Query Language - ngrams-dev/general GitHub Wiki
NGRAMS' query language is similar to a very simple form of regular expression. A query, formed as a sequence of terms and query operators, is matched against all indexed ngrams in the selected corpus.
The query
how * you *
returns
2468812 How do you know
845786 How do you feel
830062 How did you know
755042 How are you ?
739312 How do you do
...
Results are sorted by the ngram's total match count in descending order. See Data Model for details.
Because the underlying ngrams are between 1 and 5 terms long, a query must be matchable within this range. For example, a query such as one two three four five six
with 6 terms will never match. Sometimes a term will be split further by NGRAMS in order to match how the underlying ngrams were tokenized by Google. In this case a query can exceed the limit of 5 terms. More about that in Tokenization.
Query Operators
Here is the complete list of query operators.
Operator | Name | Description | Example |
---|---|---|---|
* |
Star | Matches one term. | what * day |
** |
StarStar | Matches zero or more terms. | what ** day |
a / b |
Alternation | Matches either a or b — see Alternation. | what a sunny / rainy day |
"a b" |
TermGroup | Treats multiple terms as one entity — see TermGroup. | you are / "will be" doing |
prefix~ |
Completion | Matches terms starting with prefix. | what an aw~ day |
*_ADJ |
Star_ADJ | Matches one adjective. | I feel *_ADJ |
*_ADP |
Star_ADP | Matches one adposition (preposition or postposition). | working *_ADP home |
*_ADV |
Star_ADV | Matches one adverb. | she sings *_ADV |
*_CONJ |
Star_CONJ | Matches one conjunction. | tea *_CONJ coffee |
*_DET |
Star_DET | Matches one determiner or article. | go *_DET way |
*_NOUN |
Star_NOUN | Matches one single noun. | buy some *_NOUN |
*_NUM |
Star_NUM | Matches one numeral. | buy *_NUM bottles |
*_PRON |
Star_PRON | Matches one pronoun. | bring *_PRON flowers |
*_PRT |
Star_PRT | Matches one particle. | to step *_PRT |
*_VERB |
Star_VERB | Matches one verb. | I *_VERB you |
_START_ |
SentenceStart | Matches the start of a sentence.See Sentence Boundary Tags. | _START_ as expected * |
_END_ |
SentenceEnd | Matches the end of a sentence.See Sentence Boundary Tags. | as expected * _END_ |
Part-of-speech wildcards like *_ADJ
will only match 2-grams and 3-grams. Longer ngrams have not been tagged by Google. See Ngram Types for details.
Alternation
An alternation checks multiple terms at once.
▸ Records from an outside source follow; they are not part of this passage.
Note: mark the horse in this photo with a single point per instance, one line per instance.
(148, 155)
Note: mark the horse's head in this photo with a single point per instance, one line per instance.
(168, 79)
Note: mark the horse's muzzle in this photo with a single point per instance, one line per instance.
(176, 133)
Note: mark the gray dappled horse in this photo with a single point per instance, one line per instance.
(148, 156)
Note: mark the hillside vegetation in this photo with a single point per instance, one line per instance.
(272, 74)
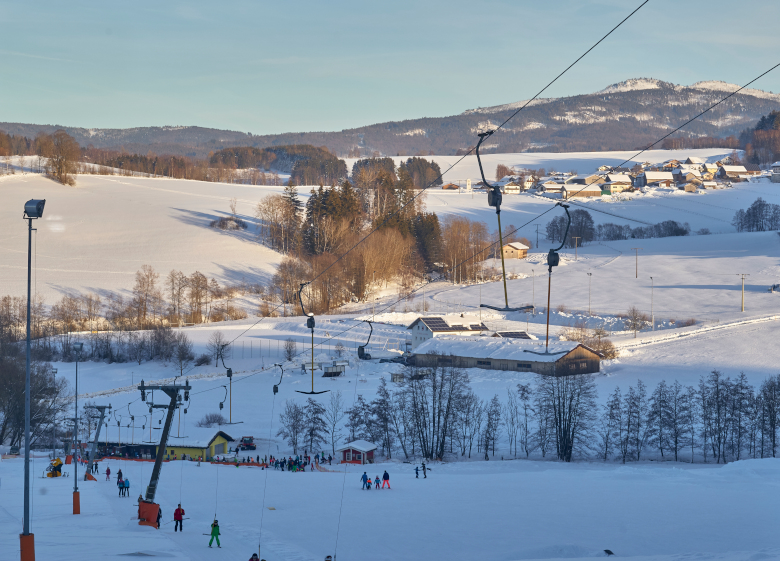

The /
can be read like a logical OR operator.
what a sunny / rainy / windy *
checks
what a sunny *
what a rainy *
what a windy *
TermGroup
A term group treats zero or more terms as one entity. It is only useful within an alternation, i.e. as the left or right side of the /
operator. A term group can also be empty to let an alternation check for the empty string.
you are / "will be" / "" doing
checks
you are doing
you will be doing
you doing
When a query is parsed from left to right, a term like "
or "foo
(opening term) is interpreted as the start of a term group. The next "
or bar"
(closing term) is interpreted as the end of this term group. It is an error if a closing term comes before an opening term. Unintended opening and closing terms can be avoided using an escape sequence.
Sentence Boundary Tags
_START_
and _END_
are artificial terms that were inserted by Google after sentence detection. _START_
is placed before the first word of a sentence. _END_
is placed after the punctuation mark that finishes a sentence. As the ngrams in the dataset do not span across sentence boundaries, you will not find these terms in the middle of an ngram.
Escape Sequences
To disable the semantics of characters used as operators, you have to backslash-escape them. For example, to search for a literal *
you have to enter \*
. Here is the complete list of escape sequences:
Operator | Escape Sequence | Note |
---|---|---|
* |
\* |
|
** |
\** |
|
/ |
\/ |
|
"a |
\"a |
a can be any term or empty. |
b" |
b\" |
b can be any term or empty. |
prefix~ |
prefix\~ |
prefix can be any term or empty. |
*_ADJ |
\*_ADJ |
Same for other part-of-speech wildcards. |
_START_ |
\_START_ |
|
_END_ |
\_END_ |
Tokenization
When Google compiled the dataset, they applied some tokenization (and normalization) to the raw material. For example, punctuation marks that usually follow directly after a term are split off to form a separate term, e.g. hello!
became hello !
. Another example is the splitting of contractions like they're
into they 're
for linguistic reasons.
In order to match a query against these kind of ngrams, the query has to be tokenized the same way. NGRAMS does this by default. However, this has the effect that a query can exceed the number of terms, which is 5, and is not matchable anymore. In this case NGRAMS responds with an error. You then have to make your query shorter.
You can turn auto-tokenization off in search settings.